Emmanuel Macron, Friedrich Merz, le Kényan William Ruto ou encore le président sud-africain Cyril Ramaphosa comptent au nombre des participants d’une nouvelle rencontre de l’Union européenne (UE) et de l’Union africaine (UA), à l’heure où le continent africain s’affirme comme un nouvel espace de compétition entre Américains, Chinois et Russes.
En marge du sommet, les dirigeants européens poursuivront leurs concertations sur le plan américain pour mettre fin à la guerre en Ukraine.
Une rencontre sur le sujet est prévue lundi matin à Luanda, à l’invitation d’Antonio Costa.
Le sommet de Luanda, septième rencontre du genre, marque les 25 ans des relations entre l’UA et l’UE.
« Les défis auxquels nous sommes actuellement confrontés – le changement climatique, la transformation numérique, la migration irrégulière, les conflits et l’insécurité – ne connaissent pas de frontières », ont souligné lundi le président du Conseil européen, Antonio Costa, et la présidente de la Commission, Ursula von der Leyen.
« Il nous faut répondre à ce monde multipolaire par une coopération multipolaire. Ensemble, l’Afrique et l’Europe peuvent montrer la voie », assurent-ils dans une déclaration commune.
L’UE demeure le principal partenaire commercial de l’Afrique: les échanges de biens et de services ont atteint 467 milliards d’euros en 2023, selon Bruxelles.
Mais les Européens ont subi des revers, parfois alimentés par le ressentiment envers le passé sanglant des anciennes puissances coloniales et par la concurrence de la Chine, dont les grands projets d’infrastructure sont bienvenus sur le continent. La Russie, elle, a profité de la perte d’influence de la France dans son ancien pré carré pour devenir le partenaire sécuritaire de plusieurs pays.
« Crédibilité »
Les États du Golfe et la Turquie ont également élargi leur présence, offrant aux nations africaines davantage d’opportunités commerciales et, par ricochet, un plus grand pouvoir de négociation vis-à-vis de l’UE, explique Geert Laporte de l’ECDPM, un groupe de réflexion européen.
« Nous ne sommes plus dans cette situation où l’Europe était le seul partenaire », constate-t-il.
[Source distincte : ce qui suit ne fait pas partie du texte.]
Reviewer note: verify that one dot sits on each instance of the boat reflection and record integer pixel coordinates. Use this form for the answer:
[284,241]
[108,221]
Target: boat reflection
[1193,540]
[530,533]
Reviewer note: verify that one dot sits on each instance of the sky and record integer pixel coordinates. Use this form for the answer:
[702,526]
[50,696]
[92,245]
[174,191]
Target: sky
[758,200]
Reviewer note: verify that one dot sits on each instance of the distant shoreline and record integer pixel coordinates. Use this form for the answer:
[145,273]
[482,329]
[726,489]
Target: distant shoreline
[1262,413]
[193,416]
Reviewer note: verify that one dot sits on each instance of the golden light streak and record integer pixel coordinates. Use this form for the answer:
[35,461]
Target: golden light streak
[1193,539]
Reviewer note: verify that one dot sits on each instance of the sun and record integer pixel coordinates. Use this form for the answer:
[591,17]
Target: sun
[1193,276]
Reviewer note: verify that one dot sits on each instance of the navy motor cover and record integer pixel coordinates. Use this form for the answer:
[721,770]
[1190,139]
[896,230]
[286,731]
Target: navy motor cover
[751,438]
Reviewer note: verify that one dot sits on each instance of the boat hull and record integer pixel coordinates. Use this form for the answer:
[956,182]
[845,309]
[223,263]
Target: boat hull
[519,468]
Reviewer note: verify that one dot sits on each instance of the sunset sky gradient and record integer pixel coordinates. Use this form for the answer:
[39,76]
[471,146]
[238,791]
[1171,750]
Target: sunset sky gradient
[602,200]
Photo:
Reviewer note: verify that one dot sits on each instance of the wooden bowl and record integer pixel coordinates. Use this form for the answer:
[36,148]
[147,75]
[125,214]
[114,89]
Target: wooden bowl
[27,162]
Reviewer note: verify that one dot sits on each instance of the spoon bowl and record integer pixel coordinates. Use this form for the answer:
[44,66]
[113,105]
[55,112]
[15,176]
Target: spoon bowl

Les capitales de l’UE doivent désormais proposer une « offre suffisamment attrayante pour battre » la concurrence.
Cela nécessite des investissements dans les infrastructures, l’énergie et les projets industriels qui génèrent de l’emploi et de la croissance économique en Afrique, loin de la perception parfois négative laissée sur le continent par les précédents sommets: de belles intentions mais peu d’actes concrets.
« L’Afrique ne cherche pas de nouvelles déclarations, mais des engagements crédibles et réalisables », résume le porte-parole de l’UA, Nuur Mohamud Sheekh.
Les chefs d’État et de gouvernement discuteront des moyens de juguler l’immigration illégale vers l’Europe, un thème qui a nourri ces dernières années le discours et les gains électoraux de nombreux partis d’extrême droite sur le Vieux Continent.
Les questions de sécurité et une initiative diplomatique pour accorder à l’Afrique une voix plus forte dans les instances de gouvernance mondiale telles que le Conseil de sécurité de l’ONU et la Banque mondiale seront également à l’ordre du jour.
Le renforcement des échanges commerciaux aussi, dans un contexte de droits de douane américains imposés aux membres des deux blocs.
L’UE devrait offrir son expertise pour aider à développer le commerce intra-continental africain, qui ne représente actuellement qu’un maigre 15 % du total du commerce continental, selon des diplomates interrogés par l’AFP.
Elle cherchera également à sécuriser des minerais stratégiques nécessaires à sa transition écologique et à réduire sa dépendance à la Chine pour les terres rares essentielles aux technologies et aux produits électroniques.
Certains projets seront inclus dans la Global Gateway, un vaste plan d’infrastructure censé contrer l’influence croissante de la Chine à l’échelle mondiale.
« La crédibilité de l’Europe dépend désormais de sa capacité à soutenir la réalisation de projets qui créent de la valeur en Afrique, et pas seulement de la visibilité pour Bruxelles », analyse Ikemesit Effiong, du cabinet de conseil SBM Intelligence au Nigeria.